Aston Martin DB11 Volante
You are probably surprised to see a gorgeous convertible from such an esteemed brand on this list. But stick with me. Unlike the case of the Lexus LC 500 – opposite to it, really – I have no quibbles with how the DB11 Volante drives. Its V8 engine will hit 62 miles per hour in four seconds and has a top speed of 187mph. A cursory glance at one as it passes can send shivers of happiness down the spine. This car looks good in that sort of squint-your-eyes and don’t-look-too-close way.
But spend any amount of time with it, and – from the inside out – the design of the car is difficult to embrace. With the top up, the canvas cover looks stretched to threads over the infinitesimally small rear seats. Hung wide across the car’s low body, it compromises every otherwise beautiful body line the brand has worked so hard to develop and protect. It diminishes half the sight lines from behind the wheel and makes everything feel cramped and too busy inside. If I owned this car, I would never have the top up, for fear of ruining its otherwise-fine exterior body lines.
On the inside, too, you run into trouble. With the top up, the interior, which seemed relaxed when open to the breezy air, suddenly begins to feel stressful. This is because Aston Martin has rather oddly taken to spec-ing out its press cars: They’re garish and gaudy, with multiple leathers and woods and stitching colourations on the seats and doors and dash that all clash. From the (uncomfortably stiff and straight) front seats, it’s like sitting inside a cramped karaoke bar with no escape in sight. And I wouldn’t wish the back seat on anyone I cared about – even remotely.
If you want an Aston Martin convertible, steer yourself toward the Vanquish S Volante. It offers more space and sight. If you go for the Volante, keep the top down and forget about driving in the rain.

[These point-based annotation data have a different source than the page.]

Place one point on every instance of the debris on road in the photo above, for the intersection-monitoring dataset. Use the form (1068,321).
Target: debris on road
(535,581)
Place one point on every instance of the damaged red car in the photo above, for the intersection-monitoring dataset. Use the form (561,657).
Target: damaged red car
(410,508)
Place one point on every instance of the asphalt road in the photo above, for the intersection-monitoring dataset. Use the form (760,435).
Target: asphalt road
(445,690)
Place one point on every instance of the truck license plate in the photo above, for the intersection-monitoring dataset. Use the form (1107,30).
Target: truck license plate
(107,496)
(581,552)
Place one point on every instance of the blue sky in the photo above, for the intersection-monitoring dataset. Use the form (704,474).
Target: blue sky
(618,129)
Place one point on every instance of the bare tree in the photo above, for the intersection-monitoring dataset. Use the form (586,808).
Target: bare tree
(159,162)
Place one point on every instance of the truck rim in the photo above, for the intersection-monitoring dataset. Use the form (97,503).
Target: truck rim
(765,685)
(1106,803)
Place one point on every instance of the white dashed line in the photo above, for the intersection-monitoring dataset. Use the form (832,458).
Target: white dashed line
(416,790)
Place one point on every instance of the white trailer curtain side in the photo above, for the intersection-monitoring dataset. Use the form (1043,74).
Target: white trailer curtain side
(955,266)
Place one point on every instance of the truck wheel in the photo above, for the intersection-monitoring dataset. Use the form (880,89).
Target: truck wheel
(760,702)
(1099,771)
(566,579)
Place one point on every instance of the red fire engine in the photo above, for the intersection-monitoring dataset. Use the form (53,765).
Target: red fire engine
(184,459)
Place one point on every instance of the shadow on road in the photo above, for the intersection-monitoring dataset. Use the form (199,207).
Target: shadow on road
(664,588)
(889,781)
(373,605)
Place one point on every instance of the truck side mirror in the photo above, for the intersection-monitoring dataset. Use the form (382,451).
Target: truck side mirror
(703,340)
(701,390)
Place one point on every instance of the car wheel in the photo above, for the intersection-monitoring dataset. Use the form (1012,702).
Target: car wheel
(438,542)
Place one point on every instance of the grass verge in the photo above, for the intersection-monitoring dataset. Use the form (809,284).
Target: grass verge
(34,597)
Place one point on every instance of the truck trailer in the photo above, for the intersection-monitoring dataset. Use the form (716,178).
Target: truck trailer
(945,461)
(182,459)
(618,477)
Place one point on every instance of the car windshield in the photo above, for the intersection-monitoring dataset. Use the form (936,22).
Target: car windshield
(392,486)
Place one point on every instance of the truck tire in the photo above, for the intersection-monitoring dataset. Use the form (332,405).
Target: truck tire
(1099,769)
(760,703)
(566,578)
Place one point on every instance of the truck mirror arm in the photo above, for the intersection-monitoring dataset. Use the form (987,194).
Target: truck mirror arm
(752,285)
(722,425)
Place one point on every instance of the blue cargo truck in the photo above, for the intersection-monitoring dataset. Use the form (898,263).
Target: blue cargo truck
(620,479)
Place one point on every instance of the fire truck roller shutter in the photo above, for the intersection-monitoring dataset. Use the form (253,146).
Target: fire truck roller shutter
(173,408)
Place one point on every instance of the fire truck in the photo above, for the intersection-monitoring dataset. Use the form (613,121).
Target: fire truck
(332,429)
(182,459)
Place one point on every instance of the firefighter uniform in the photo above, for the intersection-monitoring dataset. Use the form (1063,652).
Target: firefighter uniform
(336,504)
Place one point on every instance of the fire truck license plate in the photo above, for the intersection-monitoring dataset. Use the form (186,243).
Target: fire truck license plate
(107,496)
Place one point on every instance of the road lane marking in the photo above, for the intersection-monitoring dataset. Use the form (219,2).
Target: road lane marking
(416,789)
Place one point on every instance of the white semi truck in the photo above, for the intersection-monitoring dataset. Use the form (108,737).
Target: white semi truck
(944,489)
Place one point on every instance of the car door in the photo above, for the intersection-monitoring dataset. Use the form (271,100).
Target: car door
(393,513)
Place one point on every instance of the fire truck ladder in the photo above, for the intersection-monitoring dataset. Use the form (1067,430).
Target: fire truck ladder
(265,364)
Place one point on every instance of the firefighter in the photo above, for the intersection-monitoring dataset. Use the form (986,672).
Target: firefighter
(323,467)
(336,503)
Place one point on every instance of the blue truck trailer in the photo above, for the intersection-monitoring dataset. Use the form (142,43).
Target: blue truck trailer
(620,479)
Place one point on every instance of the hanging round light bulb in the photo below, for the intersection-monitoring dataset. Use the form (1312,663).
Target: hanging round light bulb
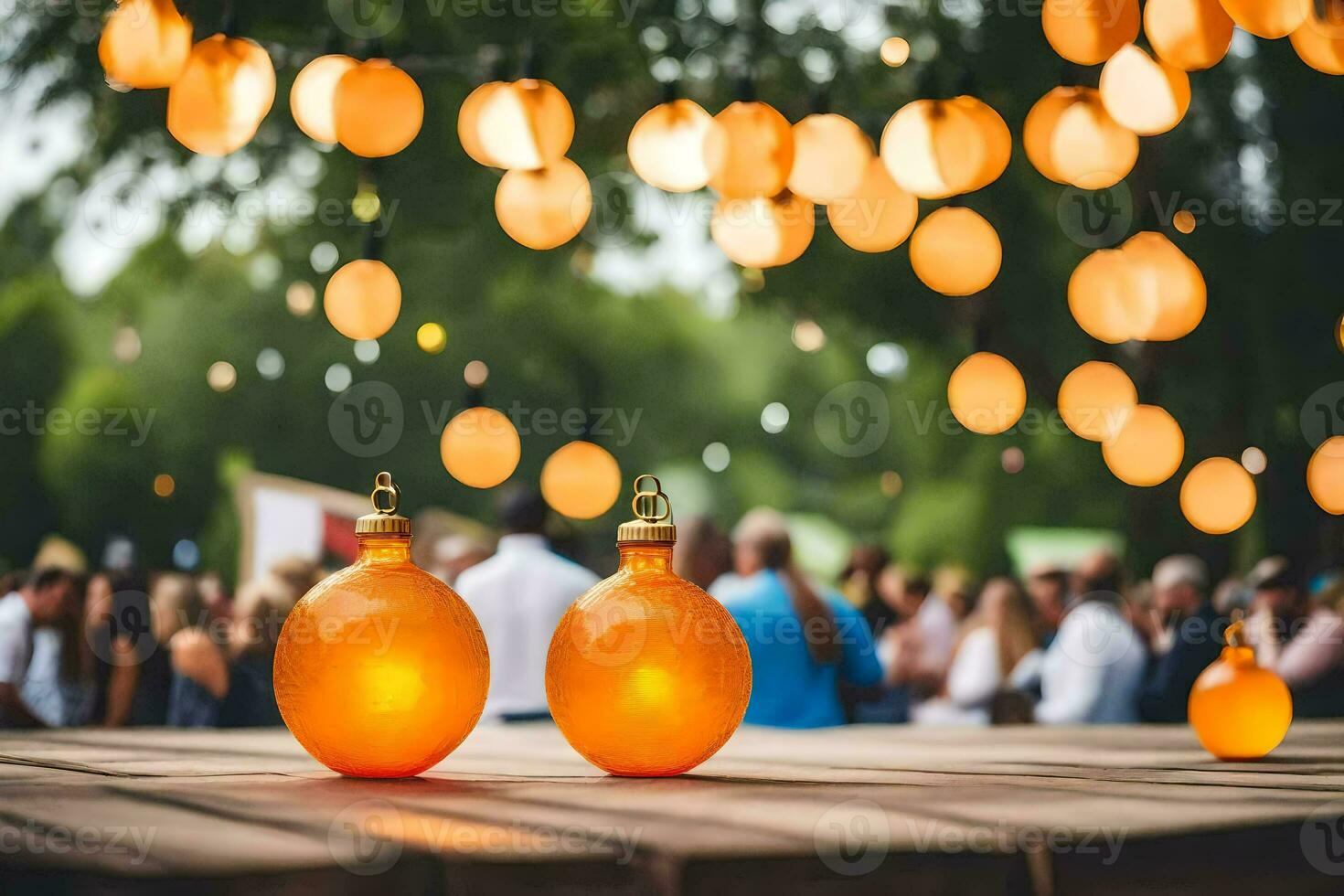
(379,109)
(469,123)
(581,480)
(955,251)
(1326,475)
(749,151)
(543,208)
(363,298)
(145,43)
(222,96)
(763,232)
(1148,448)
(1089,31)
(1087,148)
(480,448)
(878,217)
(1144,94)
(1164,272)
(1218,496)
(1189,34)
(829,157)
(525,125)
(934,148)
(667,146)
(987,394)
(312,98)
(1267,17)
(1095,400)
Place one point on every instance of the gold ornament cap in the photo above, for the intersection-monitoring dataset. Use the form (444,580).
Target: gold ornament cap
(654,515)
(385,520)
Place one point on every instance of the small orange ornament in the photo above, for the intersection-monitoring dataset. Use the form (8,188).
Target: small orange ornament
(648,675)
(380,669)
(1238,709)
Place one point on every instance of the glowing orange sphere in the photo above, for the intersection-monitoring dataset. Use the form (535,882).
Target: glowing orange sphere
(1218,496)
(955,251)
(829,157)
(1326,475)
(220,97)
(1089,31)
(480,448)
(648,675)
(1320,42)
(878,217)
(1095,400)
(987,394)
(934,148)
(546,208)
(379,109)
(525,125)
(1267,17)
(1148,448)
(749,151)
(380,669)
(581,480)
(469,123)
(1144,94)
(763,232)
(145,43)
(363,298)
(1189,34)
(312,98)
(667,146)
(1240,709)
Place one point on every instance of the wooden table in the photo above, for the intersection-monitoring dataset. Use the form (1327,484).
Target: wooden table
(855,810)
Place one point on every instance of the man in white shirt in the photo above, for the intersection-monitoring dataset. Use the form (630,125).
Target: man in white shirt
(37,602)
(519,597)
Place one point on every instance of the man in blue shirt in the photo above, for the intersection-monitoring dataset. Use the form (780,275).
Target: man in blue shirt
(801,644)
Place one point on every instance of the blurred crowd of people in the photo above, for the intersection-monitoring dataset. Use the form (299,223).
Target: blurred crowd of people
(889,644)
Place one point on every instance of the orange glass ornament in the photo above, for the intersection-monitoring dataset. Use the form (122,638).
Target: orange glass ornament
(1237,709)
(646,675)
(145,43)
(380,669)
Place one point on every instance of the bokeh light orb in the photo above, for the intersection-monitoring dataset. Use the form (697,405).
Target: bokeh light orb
(525,125)
(763,232)
(1189,34)
(1218,496)
(1148,449)
(1267,17)
(1095,400)
(667,146)
(1144,94)
(749,151)
(987,394)
(312,98)
(480,448)
(145,43)
(829,157)
(878,217)
(545,208)
(934,148)
(1089,31)
(1326,475)
(363,298)
(955,251)
(581,480)
(222,96)
(379,109)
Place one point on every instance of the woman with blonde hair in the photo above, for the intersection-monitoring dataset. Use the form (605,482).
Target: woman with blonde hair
(995,640)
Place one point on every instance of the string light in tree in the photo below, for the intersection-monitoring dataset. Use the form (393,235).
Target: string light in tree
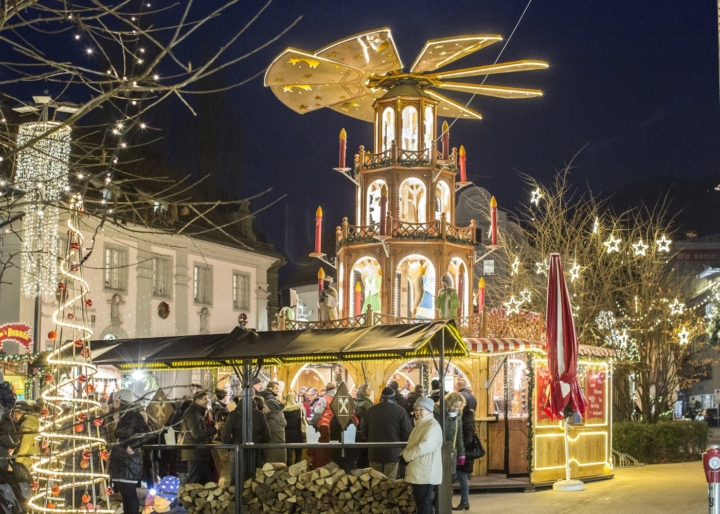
(640,248)
(676,307)
(684,336)
(70,470)
(512,306)
(541,267)
(612,244)
(42,173)
(663,244)
(536,196)
(574,272)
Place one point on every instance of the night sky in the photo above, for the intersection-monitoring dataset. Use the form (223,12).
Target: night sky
(632,86)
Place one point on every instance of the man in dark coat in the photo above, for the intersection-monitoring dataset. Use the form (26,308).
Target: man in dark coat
(199,429)
(399,398)
(413,397)
(7,397)
(464,389)
(386,422)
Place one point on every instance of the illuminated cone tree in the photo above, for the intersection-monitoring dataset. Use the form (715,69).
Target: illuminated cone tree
(70,470)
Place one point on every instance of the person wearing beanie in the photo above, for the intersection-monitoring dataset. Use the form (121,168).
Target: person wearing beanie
(166,500)
(126,465)
(199,429)
(219,406)
(7,396)
(422,455)
(385,422)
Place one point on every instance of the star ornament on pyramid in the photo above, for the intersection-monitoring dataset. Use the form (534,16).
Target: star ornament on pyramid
(676,307)
(347,76)
(663,244)
(512,306)
(640,248)
(612,244)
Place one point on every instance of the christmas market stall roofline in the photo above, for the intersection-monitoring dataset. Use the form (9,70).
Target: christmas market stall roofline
(281,347)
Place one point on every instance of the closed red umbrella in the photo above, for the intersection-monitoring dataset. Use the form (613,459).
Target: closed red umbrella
(562,351)
(562,347)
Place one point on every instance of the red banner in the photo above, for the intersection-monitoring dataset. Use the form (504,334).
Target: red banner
(595,393)
(21,333)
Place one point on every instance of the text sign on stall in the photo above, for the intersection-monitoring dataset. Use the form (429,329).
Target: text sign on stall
(343,406)
(595,393)
(542,381)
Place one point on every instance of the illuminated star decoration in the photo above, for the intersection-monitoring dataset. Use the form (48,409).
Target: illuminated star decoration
(541,268)
(640,248)
(684,336)
(574,272)
(623,339)
(676,307)
(512,305)
(612,244)
(663,244)
(515,265)
(536,196)
(525,296)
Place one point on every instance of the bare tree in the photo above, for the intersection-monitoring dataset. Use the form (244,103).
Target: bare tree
(627,291)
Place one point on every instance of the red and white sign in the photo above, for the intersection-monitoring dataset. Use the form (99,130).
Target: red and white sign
(21,333)
(542,384)
(595,394)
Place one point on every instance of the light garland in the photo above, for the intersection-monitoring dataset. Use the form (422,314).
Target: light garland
(612,244)
(42,173)
(663,244)
(69,433)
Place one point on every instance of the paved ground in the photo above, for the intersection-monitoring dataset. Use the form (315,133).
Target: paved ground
(661,488)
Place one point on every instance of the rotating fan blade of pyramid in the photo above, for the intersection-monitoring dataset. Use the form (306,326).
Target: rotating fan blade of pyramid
(496,91)
(441,52)
(490,69)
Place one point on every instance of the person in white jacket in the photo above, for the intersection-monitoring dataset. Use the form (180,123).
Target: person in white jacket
(422,455)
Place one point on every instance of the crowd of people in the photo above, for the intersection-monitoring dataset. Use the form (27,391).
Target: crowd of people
(412,417)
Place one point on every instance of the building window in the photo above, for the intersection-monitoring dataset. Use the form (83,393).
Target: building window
(202,284)
(162,276)
(241,291)
(115,268)
(488,267)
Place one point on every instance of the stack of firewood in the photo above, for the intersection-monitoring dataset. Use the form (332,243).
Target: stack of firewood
(277,488)
(207,499)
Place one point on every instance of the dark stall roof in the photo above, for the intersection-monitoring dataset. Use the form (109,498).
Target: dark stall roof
(281,347)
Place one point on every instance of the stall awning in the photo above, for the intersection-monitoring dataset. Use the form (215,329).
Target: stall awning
(282,347)
(504,345)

Infiniti recently debuted a special “Project Black” hybrid sports car inspired by Formula 1. It has 563 horsepower and a hybrid-electric power train developed by Renault. That is the best car Infiniti makes – and it’s not even available for normal consumers. On the other side of the family table, so to speak, is the QX50 SUV.
This SUV looks large but comes with only four cylinders and 268 horsepower. (Step on the gas and you’ll feel the anaemic response.) It rolls and lumbers around corners. The interior cabin displays look as if they came directly from 2008: as dull as the exterior body, except for the multiple, differing fonts used in graphics displays, which are disconcerting.
The QX50 has room enough inside its cabin, as well as adequate storage space. And it does drive. I guess that is something.
I cannot imagine one solitary reason to buy the Acura RDX.
The RDX has a few more horsepower and torque than the entry variants of the Porsche Macan and BMW X3. But the fit and finish inside, the robotic exterior appearance with awkward front grille, the lacklustre handling, and the quirky design of the technology altogether sap the car’s overall appeal sufficiently to make it an afterthought for those looking to buy a crossover like this one.
Inside, the interior materials feel cheap, like plastic, and the entertainment and climate apparatus with touchpad and centre control knob (the “Acura True Touchpad Interface”) is beaten only by Lexus for weirdness of design. (Exhibit A and B: touchpad controls, vertical alignment in the centre of the console.) Outside, the lacklustre handling and dearth of any discernible personality or driving character – a throaty engine note or meaner torque would be nice – earn it side-note status at best, compared to its competitors.
For the discerning buyer, the small Porsche or BMW SUVs would be worth considering. Or better yet, if you want to save money, buy the exceptional Volvo XC60. For now, skip the RDX.